Research shows us that self-care and a network of support for carers is vital in ensuring that when parents, caregivers and educators feel out of their depth, they have support for themselves. However, not everyone knows how to respond when they are told about mental health issues.
Activity 4: Experiencing different supportive responses
Listen to this audio from one of the parents we interviewed as she talks about how people reacted when she shared the news that her daughter was experiencing mental health issues. Note the positive and negative aspects and reflect upon how this might impact your behaviour in future if you were told that a friend or colleague was supporting someone with mental health issues.
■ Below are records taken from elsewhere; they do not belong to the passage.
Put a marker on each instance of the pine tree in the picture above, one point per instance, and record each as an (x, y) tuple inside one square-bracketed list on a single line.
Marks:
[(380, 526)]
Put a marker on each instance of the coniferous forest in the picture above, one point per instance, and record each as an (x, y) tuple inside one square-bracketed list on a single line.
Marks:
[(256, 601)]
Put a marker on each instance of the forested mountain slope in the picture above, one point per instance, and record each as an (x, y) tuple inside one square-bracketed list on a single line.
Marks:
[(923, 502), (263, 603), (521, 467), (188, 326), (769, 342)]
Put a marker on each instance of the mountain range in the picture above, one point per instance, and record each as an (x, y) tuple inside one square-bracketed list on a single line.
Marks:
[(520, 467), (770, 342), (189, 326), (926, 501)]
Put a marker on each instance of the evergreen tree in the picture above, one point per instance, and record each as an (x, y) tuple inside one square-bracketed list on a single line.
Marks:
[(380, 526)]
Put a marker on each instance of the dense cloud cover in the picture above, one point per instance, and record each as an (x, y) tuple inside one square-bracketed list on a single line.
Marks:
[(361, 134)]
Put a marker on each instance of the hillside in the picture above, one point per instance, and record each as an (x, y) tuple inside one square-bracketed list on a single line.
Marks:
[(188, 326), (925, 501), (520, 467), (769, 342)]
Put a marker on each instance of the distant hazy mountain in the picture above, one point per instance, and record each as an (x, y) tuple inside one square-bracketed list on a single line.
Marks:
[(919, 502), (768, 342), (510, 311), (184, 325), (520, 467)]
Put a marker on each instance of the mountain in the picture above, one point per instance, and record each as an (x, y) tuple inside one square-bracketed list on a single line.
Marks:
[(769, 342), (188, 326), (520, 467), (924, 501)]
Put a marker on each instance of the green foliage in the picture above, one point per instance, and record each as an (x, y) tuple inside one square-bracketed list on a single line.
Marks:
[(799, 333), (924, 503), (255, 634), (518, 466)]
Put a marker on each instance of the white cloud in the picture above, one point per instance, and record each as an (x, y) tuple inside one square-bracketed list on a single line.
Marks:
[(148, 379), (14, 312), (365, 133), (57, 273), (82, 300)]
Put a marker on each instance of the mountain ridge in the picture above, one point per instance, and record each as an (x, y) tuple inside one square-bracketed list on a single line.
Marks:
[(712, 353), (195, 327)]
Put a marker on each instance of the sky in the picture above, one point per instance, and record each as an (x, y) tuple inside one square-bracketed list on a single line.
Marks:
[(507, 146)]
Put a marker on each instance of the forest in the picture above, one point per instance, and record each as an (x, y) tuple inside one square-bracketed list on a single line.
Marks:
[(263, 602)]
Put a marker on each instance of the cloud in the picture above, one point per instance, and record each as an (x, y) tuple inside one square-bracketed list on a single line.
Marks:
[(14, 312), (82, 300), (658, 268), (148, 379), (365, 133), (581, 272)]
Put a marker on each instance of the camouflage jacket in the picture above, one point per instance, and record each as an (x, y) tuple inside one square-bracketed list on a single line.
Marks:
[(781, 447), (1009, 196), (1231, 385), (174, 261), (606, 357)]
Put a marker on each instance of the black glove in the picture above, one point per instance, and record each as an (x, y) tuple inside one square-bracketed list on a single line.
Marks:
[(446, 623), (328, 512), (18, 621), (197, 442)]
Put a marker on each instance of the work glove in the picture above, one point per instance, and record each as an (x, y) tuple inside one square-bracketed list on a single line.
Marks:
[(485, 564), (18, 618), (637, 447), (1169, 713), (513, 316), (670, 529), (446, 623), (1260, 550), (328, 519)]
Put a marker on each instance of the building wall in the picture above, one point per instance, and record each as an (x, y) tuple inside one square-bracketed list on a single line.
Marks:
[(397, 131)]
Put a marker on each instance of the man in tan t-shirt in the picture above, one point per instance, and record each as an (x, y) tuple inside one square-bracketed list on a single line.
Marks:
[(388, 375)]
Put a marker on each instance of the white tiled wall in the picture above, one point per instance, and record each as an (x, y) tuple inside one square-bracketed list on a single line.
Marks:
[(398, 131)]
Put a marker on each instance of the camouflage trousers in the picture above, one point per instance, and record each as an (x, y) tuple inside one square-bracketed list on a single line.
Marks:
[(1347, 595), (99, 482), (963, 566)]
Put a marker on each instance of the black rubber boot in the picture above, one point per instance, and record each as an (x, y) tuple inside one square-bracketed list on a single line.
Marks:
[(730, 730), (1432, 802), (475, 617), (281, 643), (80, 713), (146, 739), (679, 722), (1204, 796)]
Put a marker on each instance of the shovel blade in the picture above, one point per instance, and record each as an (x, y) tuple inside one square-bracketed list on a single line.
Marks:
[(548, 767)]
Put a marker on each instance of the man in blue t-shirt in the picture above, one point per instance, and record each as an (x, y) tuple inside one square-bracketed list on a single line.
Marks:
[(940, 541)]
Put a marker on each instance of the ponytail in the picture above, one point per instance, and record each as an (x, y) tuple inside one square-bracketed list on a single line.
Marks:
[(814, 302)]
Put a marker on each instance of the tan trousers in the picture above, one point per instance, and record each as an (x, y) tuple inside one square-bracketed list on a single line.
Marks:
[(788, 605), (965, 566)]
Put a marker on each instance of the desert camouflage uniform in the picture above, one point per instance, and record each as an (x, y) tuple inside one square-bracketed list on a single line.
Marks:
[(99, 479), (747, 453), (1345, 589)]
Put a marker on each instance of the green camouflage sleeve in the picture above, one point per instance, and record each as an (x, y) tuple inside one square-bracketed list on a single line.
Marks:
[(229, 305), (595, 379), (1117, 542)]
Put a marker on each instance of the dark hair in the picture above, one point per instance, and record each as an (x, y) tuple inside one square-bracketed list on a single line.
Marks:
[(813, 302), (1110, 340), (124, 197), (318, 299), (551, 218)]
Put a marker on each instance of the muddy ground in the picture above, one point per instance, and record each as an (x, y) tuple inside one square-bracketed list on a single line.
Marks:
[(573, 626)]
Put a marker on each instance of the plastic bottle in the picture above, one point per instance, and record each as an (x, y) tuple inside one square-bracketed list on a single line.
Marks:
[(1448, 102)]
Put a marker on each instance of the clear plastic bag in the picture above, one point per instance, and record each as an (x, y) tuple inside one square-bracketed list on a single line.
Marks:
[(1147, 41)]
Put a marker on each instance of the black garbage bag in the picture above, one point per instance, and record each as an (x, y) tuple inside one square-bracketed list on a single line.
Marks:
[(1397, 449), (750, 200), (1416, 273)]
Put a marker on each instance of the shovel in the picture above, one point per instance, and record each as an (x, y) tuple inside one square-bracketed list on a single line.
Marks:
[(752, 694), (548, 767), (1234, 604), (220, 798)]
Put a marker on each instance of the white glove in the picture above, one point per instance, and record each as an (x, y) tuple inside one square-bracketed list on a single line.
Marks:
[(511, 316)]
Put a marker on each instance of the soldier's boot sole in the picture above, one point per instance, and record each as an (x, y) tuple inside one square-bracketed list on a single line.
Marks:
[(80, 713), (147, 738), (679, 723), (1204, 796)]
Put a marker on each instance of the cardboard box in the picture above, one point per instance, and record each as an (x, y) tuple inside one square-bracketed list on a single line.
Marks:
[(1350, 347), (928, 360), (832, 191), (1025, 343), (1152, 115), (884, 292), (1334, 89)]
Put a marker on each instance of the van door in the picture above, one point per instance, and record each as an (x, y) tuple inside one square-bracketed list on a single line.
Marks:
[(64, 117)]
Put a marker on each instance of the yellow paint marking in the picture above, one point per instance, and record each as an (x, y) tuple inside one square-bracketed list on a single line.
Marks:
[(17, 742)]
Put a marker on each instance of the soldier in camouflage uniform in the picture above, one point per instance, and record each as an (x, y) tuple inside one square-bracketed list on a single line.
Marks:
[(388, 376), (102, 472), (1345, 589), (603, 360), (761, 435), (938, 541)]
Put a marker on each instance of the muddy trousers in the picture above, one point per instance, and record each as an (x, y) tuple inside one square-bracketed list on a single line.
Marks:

Transcript: Audio 1: Support for parents
This parent describes how regular contact and offers of support were vital to her. However, she also experienced unhelpful responses which dismissed the seriousness of what her daughter was experiencing. Overall, background support and direction were of the greatest help to her.
Being exposed to the various responses different individuals may express in response to disclosures about mental health can be challenging. However, often at least part of the problem is that often there is a lack of understanding about mental health distress. You may even find that as a parent, caregiver or educator you are taken out of your comfort zone and challenged beyond your own limits of understanding about these issues. This is why education about mental health distress and how to manage it is so important.
In response to these challenges and in an attempt to improve support and reduce stigma, bespoke training courses have been set up for those who wish to find out more about how they can support and help young people. For example, the training company Mind Matters have developed an adapted version of the popular Mental Health First Aid course to ensure the content is more specific to young persons’ mental health.
Other examples include that offered by Papyrus, a charitable organisation working to prevent young suicide which offers three different types of training for schools and colleges ranging from short courses that can be completed in an afternoon that give a brief overview of the main topics, to more intensive two day courses that build up skills.
While these courses are more formal and therefore have costs associated with them, there are also many other free courses on OpenLearn and FutureLearn that deal with particular areas of concern that you may want to know more about. If you wish to find out more you can simply enter relevant search terms into the search engines both online portals provide.
Some of the parents we spoke to thought it may also be useful for parents and supporters to have counselling themselves. This can provide a safe space to talk over the feelings experienced when supporting someone who has mental health difficulties.